When Is a Reboot Not a Reboot? Axel Alonso Speaks.

There’s been a lot of speculation and excitement surrounding Marvel editor-in-chief Axel Alonso’s recent claim, during interviews with the New York Post and Fast Company, that the company wide All-New, All-Different Marvel, which will see over 50 titles relaunched with new first issues, is “not a reboot.”

 

And it isn’t, or at least it doesn’t appear to be from the images we’ve seen so far. Any Marvel-watcher could have predicted that the post-Secret Wars “refresh” of the Marvel universe was going to include popular characters from other continuities, most notably the Ultimate universe’s Miles Morales and the Gwen Stacy version of Spider-Woman. But it isn’t a reboot in the sense that it doesn’t claim that prior Marvel Universe continuity “never happened.” Instead, Alonso compared the new structure to a “seasonal model,” presumably one in which new runs on a book will be treated like seasons on a television show — linked by characters but often thematically quite different from one another. Comics Alliance’s Andrew Wheeler — a vocal advocate of the self-contained comics story — sees this model as one of discrete runs, perhaps with relatively frequent “refresh” moments.

In a sense, this isn’t too different from the situation that already exists. Creators’ runs on comics have been markedly different from one another ever since John Romita replaced Steve Ditko in Amazing Spider-Man #39 and every character suddenly became much more attractive. It’s hard to look at old issues of Journey into Mystery and Walt Simonson’s Thor run and claim that they’re meaningfully the same. It’s something that Marvel in particular has struggled with for a long time: although giving creators personalities was an important part of the strategy that distinguished them from DC in the 60s, ultimately publishers want readers to be fans of characters, not of individual artists and writers.

And, of course, although Marvel has always been known as the company that never reboots, in contrast to reset-happy DC, DC’s resets vary in intensity as well.
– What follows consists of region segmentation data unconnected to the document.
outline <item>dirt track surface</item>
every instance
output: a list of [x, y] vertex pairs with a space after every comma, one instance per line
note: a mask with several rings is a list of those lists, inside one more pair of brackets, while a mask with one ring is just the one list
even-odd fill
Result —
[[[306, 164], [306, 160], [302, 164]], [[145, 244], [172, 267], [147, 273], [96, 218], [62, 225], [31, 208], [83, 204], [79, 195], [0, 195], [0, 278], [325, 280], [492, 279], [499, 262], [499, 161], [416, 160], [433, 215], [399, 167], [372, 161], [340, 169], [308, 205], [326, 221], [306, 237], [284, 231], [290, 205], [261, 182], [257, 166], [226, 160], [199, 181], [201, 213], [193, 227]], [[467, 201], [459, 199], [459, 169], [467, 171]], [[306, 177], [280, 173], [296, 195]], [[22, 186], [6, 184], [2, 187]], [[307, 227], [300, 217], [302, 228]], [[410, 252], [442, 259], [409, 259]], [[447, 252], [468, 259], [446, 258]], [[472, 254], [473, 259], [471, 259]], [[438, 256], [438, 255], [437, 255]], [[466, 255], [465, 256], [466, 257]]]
Some DC books were more like puzzles than stories in the late 1980s and early 1990s as writers struggled to get to grips with the implications of Crisis on Infinite Earths. Grant Morrison’s cavalier disregard for the specifics of the New 52 reset set an example more writers should have followed; after all, readers weren’t going to forget stories they’d read even if those stories were “no longer in continuity.”

So is Marvel embracing the inevitable? Are we going to get relatively short runs and less long-term continuity? It might not be such a bad thing. Some have suggested that Marvel is hoping to attract readers who love their characters and the idea of superhero comics but who might be confused by years of continuity. It’s what they tried with the Ultimate line — except that that, too, quickly became buried under years of baroque continuity. Others see the frequent refresh rate as a lab-like approach; if Marvel characters are valuable insofar as they make money from licensing outside comics, then testing as many versions of those characters as possible makes sense. And, of course, it could be another piece of marketing hoo-hah, a way to keep fans excited after Secret Wars comes to a close, and not have any overall effect on the direction of the Marvel Universe.

But if it is an attempt to find a model of comics continuity that appeals to a style of reading driven by trades and Unlimited, it’ll be interesting to see how it works out.